Função Pública. Salários sobem mas os mais baixos ainda perdem 9% em relação ao valor de há dez anos

Os trabalhadores com salários até 683,13 euros brutos contam este ano com mais dez euros mensais. Um aumento de 1,5% que compara com 0,3% para os restantes funcionários públicos. Mas, ao fim de uma década de congelamento das tabelas, a perda acumulada no poder de compra dos vencimentos mais baixos ainda ultrapassa 9%

Afinal, será de dez euros mensais - e não de sete - o aumento para os salários mais baixos da Administração Pública este ano. Na reunião desta quarta-feira com os sindicatos, o Governo anunciou um avanço à sua proposta, o que significa que os trabalhadores que ganham até 683,13 euros brutos por mês - cerca de 150 mil, segundo o Governo - vão contar com um incremento de 1,5%.

Quanto aos restantes trabalhadores da Administraçao Pública, a proposta do Governo manteve-se inalterada, nos 0,3%.

Estes números significam que, ao fim de uma década de congelamento das tabelas, os aumentos em 2020 ficam muito longe de compensar a perda de poder de compra acumulada durante esses anos. Mesmo para os salários mais baixos.

ver gráfico em
https://expresso.pt/economia/2020-02-19-Funcao-Publica.-Salarios-sobem-mas-os-mais-baixos-ainda-perdem-9-em-relacao-ao-valor-de-ha-dez-anos

 

As contas do Expresso indicam que, em termos reais (ou seja, considerando a inflação, para analisar a evolução do poder de compra), mesmo com este aumento mais expressivo este ano, os vencimentos mais modestos na Administração Pública ficam em 2020 mais de 9% abaixo do patamar onde estavam em 2010.

Se a conta for feita em euros, a perda no poder de compra para estes trabalhadores abrangidos por maiores aumentos este ano oscila entre os 64 euros e os 70 euros por mês.

Em causa estão os funcionários públicos que atualmente se encontrem posicionados entre os níveis 4 e 5 da Tabela Remuneratória Única (TRU), cujos salários vão aumentar para, respetivamente, 645,07 euros e 693,13 euros. Desta forma, a medida abrange sobretudo assistentes operacionais e assistentes técnicos, que estão nas primeiras posições remuneratórias das respetivas carreiras.

Quanto aos restantes funcionários públicos, que terão este ano um aumento de 0,3% - um valor em linha com a inflação registada em 2019, mas que fica abaixo da inflação prevista para este ano, que é de 1% - a sua remuneração em 2020 vai ficar, em termos reais, 10,2% abaixo do nível onde estavam em 2010, para a mesma carreira e posição remuneratória.

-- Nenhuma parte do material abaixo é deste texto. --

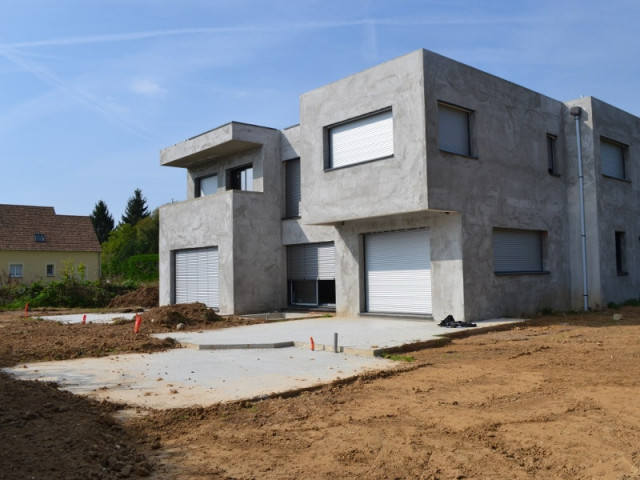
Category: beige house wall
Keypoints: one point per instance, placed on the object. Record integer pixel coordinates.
(34, 264)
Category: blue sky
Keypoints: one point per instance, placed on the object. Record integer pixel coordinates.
(92, 90)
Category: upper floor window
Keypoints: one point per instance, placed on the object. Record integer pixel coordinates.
(612, 159)
(621, 254)
(552, 158)
(517, 251)
(15, 270)
(454, 129)
(293, 194)
(241, 178)
(206, 185)
(361, 140)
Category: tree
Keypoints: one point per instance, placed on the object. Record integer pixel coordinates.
(136, 209)
(102, 221)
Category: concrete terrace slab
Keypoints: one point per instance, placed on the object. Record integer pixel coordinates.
(364, 335)
(184, 377)
(91, 317)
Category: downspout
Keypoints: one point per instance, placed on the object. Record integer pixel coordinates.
(576, 112)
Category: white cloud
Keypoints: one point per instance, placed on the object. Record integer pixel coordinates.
(147, 87)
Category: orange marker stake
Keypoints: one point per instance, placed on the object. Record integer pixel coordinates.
(136, 326)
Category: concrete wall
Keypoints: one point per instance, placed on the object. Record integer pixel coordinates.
(244, 225)
(505, 183)
(383, 187)
(617, 202)
(446, 260)
(34, 264)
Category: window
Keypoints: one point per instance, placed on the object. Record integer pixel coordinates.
(621, 256)
(241, 178)
(454, 129)
(552, 160)
(517, 251)
(292, 173)
(206, 185)
(311, 274)
(612, 159)
(361, 140)
(15, 270)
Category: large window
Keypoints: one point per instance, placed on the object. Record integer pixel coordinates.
(454, 129)
(206, 185)
(361, 140)
(517, 251)
(612, 159)
(621, 254)
(15, 270)
(241, 178)
(293, 194)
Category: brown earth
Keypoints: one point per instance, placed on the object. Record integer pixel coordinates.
(554, 398)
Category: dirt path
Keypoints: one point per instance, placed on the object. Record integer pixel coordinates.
(557, 398)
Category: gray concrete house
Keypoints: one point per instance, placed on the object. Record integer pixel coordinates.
(422, 187)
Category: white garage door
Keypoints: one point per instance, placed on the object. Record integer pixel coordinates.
(398, 271)
(197, 276)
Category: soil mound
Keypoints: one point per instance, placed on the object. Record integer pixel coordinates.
(189, 314)
(147, 297)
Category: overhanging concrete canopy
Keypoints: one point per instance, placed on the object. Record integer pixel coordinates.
(226, 140)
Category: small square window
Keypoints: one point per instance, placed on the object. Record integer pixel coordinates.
(612, 159)
(241, 178)
(206, 185)
(454, 130)
(552, 159)
(621, 255)
(15, 270)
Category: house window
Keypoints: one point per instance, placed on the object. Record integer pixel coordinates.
(361, 140)
(15, 270)
(612, 159)
(206, 185)
(311, 274)
(517, 251)
(241, 178)
(454, 129)
(552, 159)
(621, 256)
(292, 173)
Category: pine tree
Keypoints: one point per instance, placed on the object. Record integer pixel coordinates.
(136, 209)
(102, 221)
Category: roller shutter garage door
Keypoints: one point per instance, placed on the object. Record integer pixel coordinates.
(197, 276)
(398, 272)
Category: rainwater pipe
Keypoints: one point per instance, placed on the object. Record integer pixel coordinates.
(576, 112)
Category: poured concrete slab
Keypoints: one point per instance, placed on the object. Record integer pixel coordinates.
(184, 377)
(91, 317)
(360, 335)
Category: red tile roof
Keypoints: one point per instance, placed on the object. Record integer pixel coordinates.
(62, 233)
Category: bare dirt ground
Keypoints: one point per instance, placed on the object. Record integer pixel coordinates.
(555, 398)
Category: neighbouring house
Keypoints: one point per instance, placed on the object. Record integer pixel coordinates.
(420, 186)
(36, 244)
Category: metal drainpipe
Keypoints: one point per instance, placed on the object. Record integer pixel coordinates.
(576, 112)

A perda no poder de compra (medida apenas pelo impacto da inflação) chega, no caso dos salários mais elevados, aos 647 euros por mês (na remuneração-base, em termos brutos). É o caso dos médicos no topo da carreira.

É uma perda que dada a política anunciada pelo Executivo de António Costa para a atualização anual das remunerações da função pública, pode não ser recuperada. A este ritmo, os salários nunca vão “regressar”, em termos reais, ao patamar de 2010.

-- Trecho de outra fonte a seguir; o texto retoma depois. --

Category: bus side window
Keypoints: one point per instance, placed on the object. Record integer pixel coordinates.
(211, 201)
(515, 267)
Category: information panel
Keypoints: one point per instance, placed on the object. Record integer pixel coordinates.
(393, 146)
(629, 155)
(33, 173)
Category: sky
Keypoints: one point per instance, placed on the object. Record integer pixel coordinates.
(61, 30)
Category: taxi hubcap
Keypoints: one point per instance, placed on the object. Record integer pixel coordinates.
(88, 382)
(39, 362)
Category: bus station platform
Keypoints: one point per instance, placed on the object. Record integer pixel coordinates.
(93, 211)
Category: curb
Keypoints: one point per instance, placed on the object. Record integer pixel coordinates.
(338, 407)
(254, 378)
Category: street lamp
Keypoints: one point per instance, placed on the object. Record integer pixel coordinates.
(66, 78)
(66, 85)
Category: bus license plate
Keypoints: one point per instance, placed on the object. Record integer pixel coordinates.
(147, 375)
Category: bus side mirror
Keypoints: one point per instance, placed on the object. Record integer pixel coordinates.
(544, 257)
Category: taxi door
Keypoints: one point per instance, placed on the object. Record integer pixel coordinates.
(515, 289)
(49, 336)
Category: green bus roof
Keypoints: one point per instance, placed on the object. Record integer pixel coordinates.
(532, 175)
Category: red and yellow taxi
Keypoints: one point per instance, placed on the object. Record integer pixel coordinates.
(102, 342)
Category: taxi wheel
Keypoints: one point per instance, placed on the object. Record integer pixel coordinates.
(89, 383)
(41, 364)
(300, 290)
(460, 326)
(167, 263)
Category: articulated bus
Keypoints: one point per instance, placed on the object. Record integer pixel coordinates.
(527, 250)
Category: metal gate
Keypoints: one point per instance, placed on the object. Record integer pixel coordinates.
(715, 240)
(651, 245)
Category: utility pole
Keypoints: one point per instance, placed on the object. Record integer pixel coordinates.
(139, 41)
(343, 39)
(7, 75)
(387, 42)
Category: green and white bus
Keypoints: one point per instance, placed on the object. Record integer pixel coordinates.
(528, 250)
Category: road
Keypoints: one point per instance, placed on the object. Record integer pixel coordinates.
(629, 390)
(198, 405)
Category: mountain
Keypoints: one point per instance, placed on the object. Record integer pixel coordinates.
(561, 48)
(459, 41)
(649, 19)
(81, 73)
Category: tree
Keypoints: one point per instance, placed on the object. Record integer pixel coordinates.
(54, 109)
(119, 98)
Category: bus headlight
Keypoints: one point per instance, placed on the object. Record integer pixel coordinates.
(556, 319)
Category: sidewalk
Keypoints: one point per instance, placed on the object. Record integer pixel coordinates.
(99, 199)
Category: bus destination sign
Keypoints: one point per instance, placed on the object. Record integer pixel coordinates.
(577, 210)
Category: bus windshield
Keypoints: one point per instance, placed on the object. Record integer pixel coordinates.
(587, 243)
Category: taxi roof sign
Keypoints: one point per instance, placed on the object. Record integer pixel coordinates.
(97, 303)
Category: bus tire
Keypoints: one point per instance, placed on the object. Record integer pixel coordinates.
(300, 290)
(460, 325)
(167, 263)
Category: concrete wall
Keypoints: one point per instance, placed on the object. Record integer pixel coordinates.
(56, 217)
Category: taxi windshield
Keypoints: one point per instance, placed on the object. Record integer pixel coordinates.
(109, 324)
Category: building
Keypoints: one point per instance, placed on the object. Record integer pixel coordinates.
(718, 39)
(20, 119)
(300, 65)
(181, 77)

Isto porque, para 2021, o Executivo já se comprometeu com aumentos de 1% — a inflação prevista para 2020. E abriu a porta a um valor superior apenas se for necessário cobrir uma subida mais expressiva dos preços este ano.

Esta política de atualização dos vencimentos é considerada pelos sindicatos da Administração Pública como “inaceitável”. E, na prática, significa que os funcionários públicos nunca vão recuperar o poder de compra perdido durante os anos de congelamento das tabelas. É que só incrementos acima da inflação possibilitam essa recuperação e, esses, não parecem entrar nas contas do Executivo.

A análise do Expresso incide apenas sobre a remuneração-base em termos brutos, não tendo em conta outros subsídios. E considera apenas o impacto da inflação, não abrangendo outros fatores que penalizaram o valor líquido da remuneração desde 2010, como o agravamento dos impostos ou o aumento dos descontos para o subsistema de saúde da função pública (ADSE).

Além disso, como as progressões na carreira foram descongeladas a partir de 2018, os funcionários públicos podem ter visto a sua remuneração engordar nos últimos dois anos. Segundo o Governo, cerca de 500 mil trabalhadores já progrediram desde então, para um universo total de cerca de 690 mil postos de trabalho.

Contudo, quem ainda não progrediu contou com zero de aumento. Até agora, em que pela primeira vez desde 2009 há atualização das tabelas.

Esta degradação no poder de compra associado às várias posições remuneratórias de cada carreira chama a atenção para outro problema: a perda de competitividade da Administração Pública para atrair e reter os melhores profissionais. É o que aocntece em áreas onde há forte concorrência do sector privado na captação de talento, caso dos médicos, por exemplo.